As Abby and Isaac have tried to understand what happened to Jared, and since they are a little older this time around than they were when my Grandma passed away a year ago, we have had a few discussions with them about the Resurrection, where Jared is, and that they will see him again.
The other night before family prayer, we asked the kids to please remember to bless Uncle Orlan and Aunt Cindy and Kameron because they were having a hard time after losing Jared. Abby said, "Where is Jared, Mom?" We explained that he was in heaven. Isaac asked, "Did he die from a gun, Mommy?" No - he was sick, very sick, and his body needed a rest for a while. So Heavenly Father decided to take him home to live with Him again. Abby asked what was going to happen to him. We explained that Jesus died and was resurrected again - which means that He lived after He died and Jared and Great-Grandma and everyone else who died would live again, too.
Abby: How's he going to do that? How's he going to live again?
Me: Jesus will bring his spirit back to his body and he will be alive again, just like he was before.
Abby: But what about the box, Mom? How will he get out of the box?
Me: It isn't locked, Abby - Jesus can open it for him to get out.
Abby: Oh.
Then we had prayer, and this was Abby's prayer:
"Heavenly Father, thank you for this day, thank you that Jesus will bring Jared back and open the box, and please bless that he can come back soon so Orlan won't be sad."

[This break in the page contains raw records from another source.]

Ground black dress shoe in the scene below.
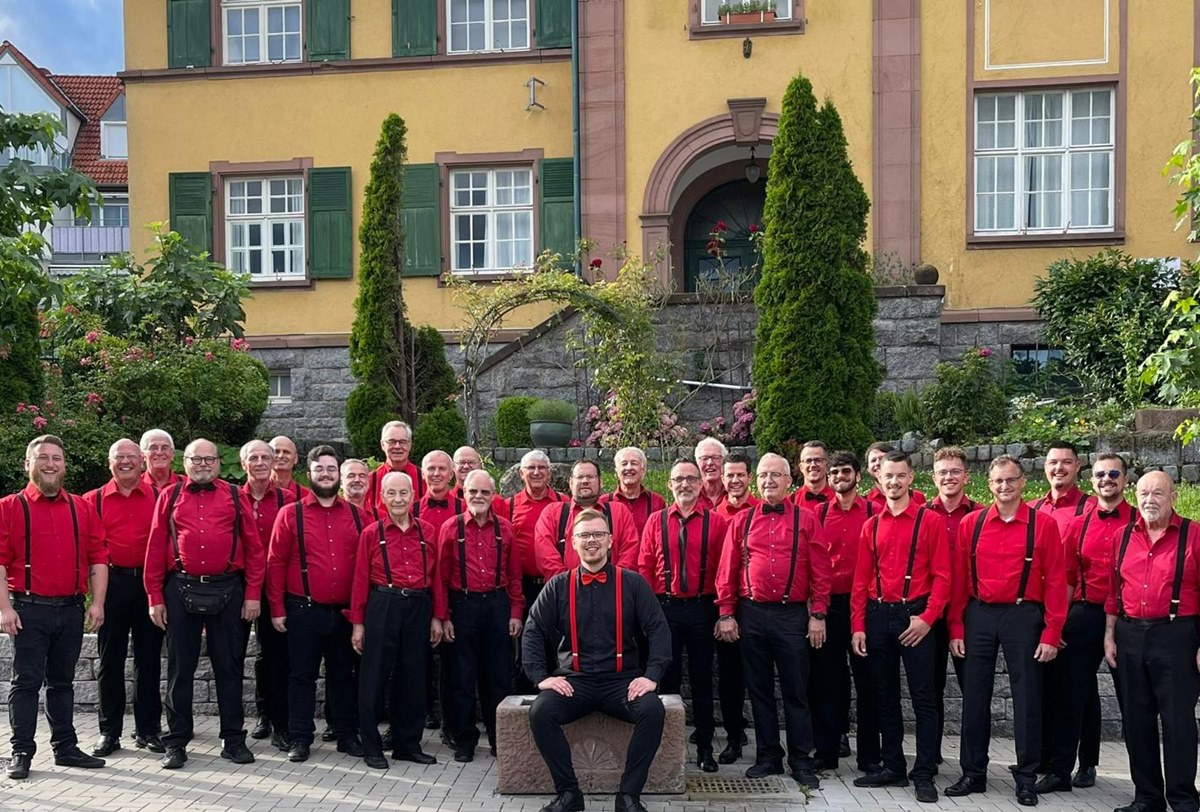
[943,776,988,798]
[54,746,104,770]
[854,770,908,787]
[540,789,583,812]
[5,753,34,781]
[221,741,254,764]
[391,750,438,765]
[91,733,121,758]
[133,733,167,753]
[1033,772,1070,795]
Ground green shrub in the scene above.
[920,347,1008,443]
[412,403,467,464]
[496,395,538,449]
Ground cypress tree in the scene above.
[754,76,882,451]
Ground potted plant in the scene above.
[526,398,577,449]
[716,0,775,25]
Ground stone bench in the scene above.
[496,693,688,795]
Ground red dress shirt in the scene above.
[814,497,880,595]
[143,480,266,606]
[266,494,371,618]
[533,500,641,581]
[946,505,1067,645]
[850,500,950,633]
[492,488,563,578]
[600,488,667,537]
[83,479,158,570]
[1063,500,1138,606]
[436,511,524,620]
[716,501,830,614]
[347,513,446,624]
[1104,513,1200,620]
[637,505,728,597]
[0,482,108,597]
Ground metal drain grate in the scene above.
[688,776,800,801]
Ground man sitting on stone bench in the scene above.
[522,510,671,812]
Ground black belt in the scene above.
[11,593,83,606]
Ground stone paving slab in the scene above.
[0,717,1133,812]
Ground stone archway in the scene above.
[641,98,779,282]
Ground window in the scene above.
[974,88,1114,234]
[446,0,529,54]
[100,121,130,158]
[701,0,792,25]
[224,176,305,282]
[450,168,533,273]
[221,0,301,65]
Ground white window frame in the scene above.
[446,164,538,276]
[221,0,305,65]
[971,85,1120,236]
[445,0,533,54]
[221,174,308,284]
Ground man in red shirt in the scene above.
[797,451,880,774]
[266,445,364,762]
[1104,471,1200,812]
[598,446,667,539]
[84,439,163,758]
[438,470,524,763]
[929,445,979,764]
[850,451,950,804]
[1034,453,1138,793]
[946,455,1067,806]
[145,439,266,770]
[0,434,108,781]
[637,459,727,772]
[349,471,446,770]
[716,453,830,789]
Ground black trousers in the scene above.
[866,599,937,780]
[96,567,163,739]
[1042,601,1122,781]
[529,672,666,795]
[359,589,433,756]
[8,596,83,756]
[961,599,1045,784]
[738,601,816,771]
[659,596,716,752]
[162,576,246,747]
[284,595,359,745]
[809,595,880,772]
[442,590,512,748]
[1115,616,1200,812]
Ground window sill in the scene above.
[967,230,1126,249]
[688,18,808,40]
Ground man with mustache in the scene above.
[0,434,108,781]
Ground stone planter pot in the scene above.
[529,421,575,449]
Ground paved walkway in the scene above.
[0,717,1133,812]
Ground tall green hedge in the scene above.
[754,76,883,451]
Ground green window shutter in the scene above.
[536,0,575,48]
[169,172,212,253]
[391,0,438,56]
[540,158,576,262]
[401,163,442,276]
[306,0,350,62]
[167,0,212,67]
[308,167,354,279]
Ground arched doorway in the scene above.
[683,179,767,293]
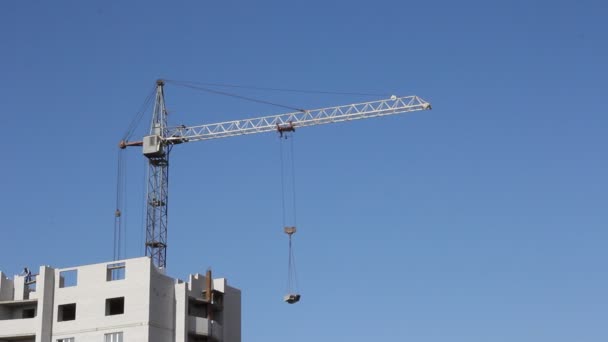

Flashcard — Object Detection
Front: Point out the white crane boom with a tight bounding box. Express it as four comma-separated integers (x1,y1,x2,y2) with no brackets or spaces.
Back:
164,96,431,144
119,80,431,267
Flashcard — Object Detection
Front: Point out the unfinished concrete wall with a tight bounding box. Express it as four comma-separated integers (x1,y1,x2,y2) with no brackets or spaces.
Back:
149,265,176,342
0,272,14,301
53,258,150,341
222,286,241,342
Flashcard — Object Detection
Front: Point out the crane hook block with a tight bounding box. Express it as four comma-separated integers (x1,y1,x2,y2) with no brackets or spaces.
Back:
283,293,300,304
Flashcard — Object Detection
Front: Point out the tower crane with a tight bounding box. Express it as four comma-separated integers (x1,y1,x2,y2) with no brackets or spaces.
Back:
119,80,431,268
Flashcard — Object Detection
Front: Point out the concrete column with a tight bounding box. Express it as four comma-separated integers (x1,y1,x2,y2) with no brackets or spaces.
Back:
175,283,188,342
13,275,27,300
36,266,55,342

Man, they think about everything, don't they? Tonight she remembered them again - no discussion prompting her this time. Her prayer went something like this:
"Heavenly Father, thank you for this day, please bless that Heavenly Father will take his two hands and put them on Jared's head and that Jared can come back home soon. Please bless Uncle Orlan and Aunt Cindy that they won't be sad anymore." And Isaac asked the same thing - that Jared could come back now and that everyone would be happy again.
I think I take for granted at times the fact that I truly know that death is not the end. I remember having some probing questions when my grandpa passed away -- but to hear the questions and the thoughtful, sincere prayers of my children as their three-year-old brains search for answers . . . it has really touched my heart on a deeper level. I am thankful that death is not the end. I wish that the pain was easily erased and that the resurrection could happen tomorrow so there wouldn't be sadness or loss or pain. And I am thankful for the strong spiritual connection I feel from their simple prayers as they seek for understanding. I have no doubt that Jared has found a peace he has not had for a very long time! And I pray for that same peace and those same hands to come down and bless his family as they work through the loss, the longing, and the pain.
At Jared's funeral, Orlan wanted so badly to sing "In the Hollow of Thy Hand," which was a favorite of his and Jared's and which he had dreamed of singing at Jared's mission farewell someday (before the strokes made it impossible). But he knew he couldn't do it alone, so my sisters and I sang with him. Bless his heart, he made it through the first verse, a prayer to heaven as his son accepted a call home and walks a new path, fulfilling in many ways the mission he always dreamed of fulfilling here on earth and gaining understanding that his brain did not allow him to gain during his life. For the second verse, we re-wrote it as a prayer for the family, that the Lord would hold them (us) in the Hollow of His hands as we work through it all and move forward. I am putting the revision here, more for us to look back and remember and in hopes that reading it will bring peace and direction to the family for years to come.
"In the Hollow of Thy Hand"
By Janice Kapp Perry, Revised for Jared Orlan White's Funeral
Dear Lord who blesses us with love, please send this day Thy Spirit from Above.
As this Thy Son accepts a call from Thee, help him we pray, in great humility.
Direct his footsteps every day, and keep him ever walking in Thy way;
Inspire him as he spreads the Gospel plan . . . Lord, hold him in the hollow of Thy hand.
In the hollow of Thy hand as he grows from boy to man,
Help his understanding deepen and increase.
In the hollow of Thy hand as he grows from boy to man,
May he know the special blessing of Thy peace.
Dear Lord who hears and answers prayers, please keep this family always in Thy care
As we prepare to be with him again, please keep us tuned to Thy eternal Plan.
Protect us from all worldly ways, and always send Thy Spirit when we pray.
Give us the courage to return again; please hold him in the hollow of Thy hand.
In the hollow of Thy hand as he grows from boy to man,
Help his understanding deepen and increase.
In the hollow of Thy hand as he grows from boy to man,
May he know the special blessing of Thy peace.
As we face this greater plan, and we strive to understand,
Give us shelter in the hollow of Thy hand.